I was wondering if anyone in our community here looked at "iAnthus Capital Holdings Inc"? If yes what is your take on this company? Would you buy ?


----------



## 30seconds (Jan 11, 2014)

I can not give advice but it has not peaked my personal interest. 

This might help though: https://ir.ianthuscapital.com/financial-reports


----------



## can_84 (Jul 2, 2011)

Would you consider medmen instead?


----------



## james4beach (Nov 15, 2012)

I see, it's another marijuana stock. The one you're asking about (ITHUF) is listed OTC or the "pink sheets". These are small companies that can't, for whatever reason, meet listing requirements to trade on the regular stock exchanges.

Generally I avoid these kinds of stocks. There tends to be more uncertainty about them, and they're riskier. See this article:
https://www.investopedia.com/articles/investing/070313/use-caution-trading-pink-sheet-stocks.asp

If you're interested in the marijuana sector, then you might want to look at the HMMJ exchange traded fund (ETF) which trades in Canada. This is listed on the major stock exchange and holds several stocks in its portfolio, so it will offer more diversification. Buying a fund that contains several well-established stocks is probably a safer way to go than buying one or two random, tiny pot stocks.

NOTE: Many of us around here consider marijuana stocks to be somewhat of a stock bubble. There is a lot of popular enthusiasm about them, and they've had huge gains recently.
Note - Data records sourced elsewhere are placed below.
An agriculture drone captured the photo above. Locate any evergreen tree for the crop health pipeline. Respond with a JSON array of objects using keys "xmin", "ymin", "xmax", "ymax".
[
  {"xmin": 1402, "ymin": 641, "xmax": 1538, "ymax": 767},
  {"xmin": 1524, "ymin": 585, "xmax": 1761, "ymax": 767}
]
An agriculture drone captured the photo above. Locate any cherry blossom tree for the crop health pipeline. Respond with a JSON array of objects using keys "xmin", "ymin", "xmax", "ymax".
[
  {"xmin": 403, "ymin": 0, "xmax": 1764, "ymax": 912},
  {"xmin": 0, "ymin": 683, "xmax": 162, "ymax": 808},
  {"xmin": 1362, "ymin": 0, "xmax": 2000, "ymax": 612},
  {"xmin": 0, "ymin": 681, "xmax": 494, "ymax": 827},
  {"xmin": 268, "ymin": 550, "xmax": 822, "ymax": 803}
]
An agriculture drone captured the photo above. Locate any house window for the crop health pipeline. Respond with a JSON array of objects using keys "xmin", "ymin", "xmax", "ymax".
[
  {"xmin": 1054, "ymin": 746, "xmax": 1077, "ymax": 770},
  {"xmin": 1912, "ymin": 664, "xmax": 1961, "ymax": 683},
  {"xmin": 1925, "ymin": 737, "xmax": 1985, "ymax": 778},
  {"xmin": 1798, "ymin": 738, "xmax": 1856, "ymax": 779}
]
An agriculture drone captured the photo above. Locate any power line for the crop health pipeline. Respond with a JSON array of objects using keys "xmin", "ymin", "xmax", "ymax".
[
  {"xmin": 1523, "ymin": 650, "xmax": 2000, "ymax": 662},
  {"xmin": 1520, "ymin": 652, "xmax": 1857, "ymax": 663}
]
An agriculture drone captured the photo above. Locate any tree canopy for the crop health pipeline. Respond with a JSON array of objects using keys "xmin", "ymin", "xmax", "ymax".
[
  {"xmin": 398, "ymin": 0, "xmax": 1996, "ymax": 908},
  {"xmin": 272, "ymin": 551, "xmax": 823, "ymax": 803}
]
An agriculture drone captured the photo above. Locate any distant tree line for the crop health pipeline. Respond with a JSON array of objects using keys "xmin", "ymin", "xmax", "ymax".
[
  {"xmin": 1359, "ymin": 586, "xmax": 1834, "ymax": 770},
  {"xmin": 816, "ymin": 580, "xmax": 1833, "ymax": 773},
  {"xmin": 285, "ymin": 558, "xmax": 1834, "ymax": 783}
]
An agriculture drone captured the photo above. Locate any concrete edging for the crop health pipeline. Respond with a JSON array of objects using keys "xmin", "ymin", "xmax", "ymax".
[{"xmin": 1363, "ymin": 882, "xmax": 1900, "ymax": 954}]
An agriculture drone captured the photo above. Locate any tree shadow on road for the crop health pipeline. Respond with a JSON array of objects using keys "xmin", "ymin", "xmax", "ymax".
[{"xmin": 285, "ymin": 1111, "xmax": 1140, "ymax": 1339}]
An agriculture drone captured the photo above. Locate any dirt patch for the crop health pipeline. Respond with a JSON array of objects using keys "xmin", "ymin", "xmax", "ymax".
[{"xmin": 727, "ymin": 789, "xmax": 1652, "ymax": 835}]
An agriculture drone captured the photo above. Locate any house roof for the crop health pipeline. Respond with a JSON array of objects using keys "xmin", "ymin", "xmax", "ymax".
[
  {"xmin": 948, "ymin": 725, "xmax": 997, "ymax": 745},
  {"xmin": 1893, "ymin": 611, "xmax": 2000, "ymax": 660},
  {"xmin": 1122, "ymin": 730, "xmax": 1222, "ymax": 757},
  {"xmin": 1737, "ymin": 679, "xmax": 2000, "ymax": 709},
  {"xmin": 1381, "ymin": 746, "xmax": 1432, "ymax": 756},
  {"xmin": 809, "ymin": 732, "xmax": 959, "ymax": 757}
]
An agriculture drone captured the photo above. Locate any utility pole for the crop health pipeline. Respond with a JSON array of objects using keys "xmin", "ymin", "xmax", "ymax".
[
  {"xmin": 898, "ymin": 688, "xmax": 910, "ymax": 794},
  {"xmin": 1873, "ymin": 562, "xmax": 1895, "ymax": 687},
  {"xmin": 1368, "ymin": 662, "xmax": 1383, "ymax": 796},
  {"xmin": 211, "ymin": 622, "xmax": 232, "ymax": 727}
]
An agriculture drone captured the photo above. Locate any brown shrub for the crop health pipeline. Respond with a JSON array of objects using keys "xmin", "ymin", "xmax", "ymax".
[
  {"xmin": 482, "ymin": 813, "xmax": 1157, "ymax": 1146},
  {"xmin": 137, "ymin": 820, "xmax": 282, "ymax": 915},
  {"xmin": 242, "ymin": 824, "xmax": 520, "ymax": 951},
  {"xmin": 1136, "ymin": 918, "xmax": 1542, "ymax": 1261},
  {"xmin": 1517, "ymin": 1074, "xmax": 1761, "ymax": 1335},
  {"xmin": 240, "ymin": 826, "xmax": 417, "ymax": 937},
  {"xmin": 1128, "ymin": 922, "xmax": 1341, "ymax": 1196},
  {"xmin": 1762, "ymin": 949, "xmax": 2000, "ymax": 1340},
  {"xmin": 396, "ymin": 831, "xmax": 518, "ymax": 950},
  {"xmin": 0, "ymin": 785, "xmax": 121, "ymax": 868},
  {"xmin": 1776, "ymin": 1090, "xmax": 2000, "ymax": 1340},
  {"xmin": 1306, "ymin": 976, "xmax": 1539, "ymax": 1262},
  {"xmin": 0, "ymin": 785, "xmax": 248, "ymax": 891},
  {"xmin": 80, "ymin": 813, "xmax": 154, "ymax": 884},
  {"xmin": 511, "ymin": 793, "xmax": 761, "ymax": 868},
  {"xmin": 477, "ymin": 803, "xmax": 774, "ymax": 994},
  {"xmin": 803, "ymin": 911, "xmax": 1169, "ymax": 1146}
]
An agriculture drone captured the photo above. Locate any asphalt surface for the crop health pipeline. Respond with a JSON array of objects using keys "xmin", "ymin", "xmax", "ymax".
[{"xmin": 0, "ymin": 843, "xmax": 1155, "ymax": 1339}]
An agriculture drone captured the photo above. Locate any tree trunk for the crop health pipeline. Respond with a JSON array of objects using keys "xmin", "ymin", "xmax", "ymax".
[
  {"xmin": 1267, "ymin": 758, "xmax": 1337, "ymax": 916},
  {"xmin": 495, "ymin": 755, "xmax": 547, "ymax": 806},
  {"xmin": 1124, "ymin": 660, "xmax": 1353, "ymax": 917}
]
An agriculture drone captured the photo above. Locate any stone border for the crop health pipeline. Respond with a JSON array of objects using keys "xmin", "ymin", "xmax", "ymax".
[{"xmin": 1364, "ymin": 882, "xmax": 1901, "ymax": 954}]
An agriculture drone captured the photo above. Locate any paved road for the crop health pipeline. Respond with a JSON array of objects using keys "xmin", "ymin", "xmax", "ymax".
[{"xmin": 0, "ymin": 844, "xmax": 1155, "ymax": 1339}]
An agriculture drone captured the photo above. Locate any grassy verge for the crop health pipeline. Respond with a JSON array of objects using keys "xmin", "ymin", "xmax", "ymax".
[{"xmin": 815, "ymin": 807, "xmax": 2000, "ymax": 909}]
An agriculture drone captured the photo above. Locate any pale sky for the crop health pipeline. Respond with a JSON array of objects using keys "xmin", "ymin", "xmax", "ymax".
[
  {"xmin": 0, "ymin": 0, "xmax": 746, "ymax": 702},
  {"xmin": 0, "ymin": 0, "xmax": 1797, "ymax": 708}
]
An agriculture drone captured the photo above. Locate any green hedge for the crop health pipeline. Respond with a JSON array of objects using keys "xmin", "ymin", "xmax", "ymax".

There is potential for the sector as a whole, but recognize that these are extremely speculative investments and you could potentially lose a lot of money. I suggest not investing more money than you can afford to lose. You might want to treat it more like a "lottery ticket" than an investment.


----------



## can_84 (Jul 2, 2011)

Thank you James.

I agree with you about the speculation aspect of the sector. I did hold HMMJ but recent sold it as I believe like you said its a bubble. I am trying to find marijuana companies in the U.S before it is legalized federally in the future, if you have any suggestions for U.S based companies or even an index that follows only the U.S listed companies I would be very interested.


Thank you


----------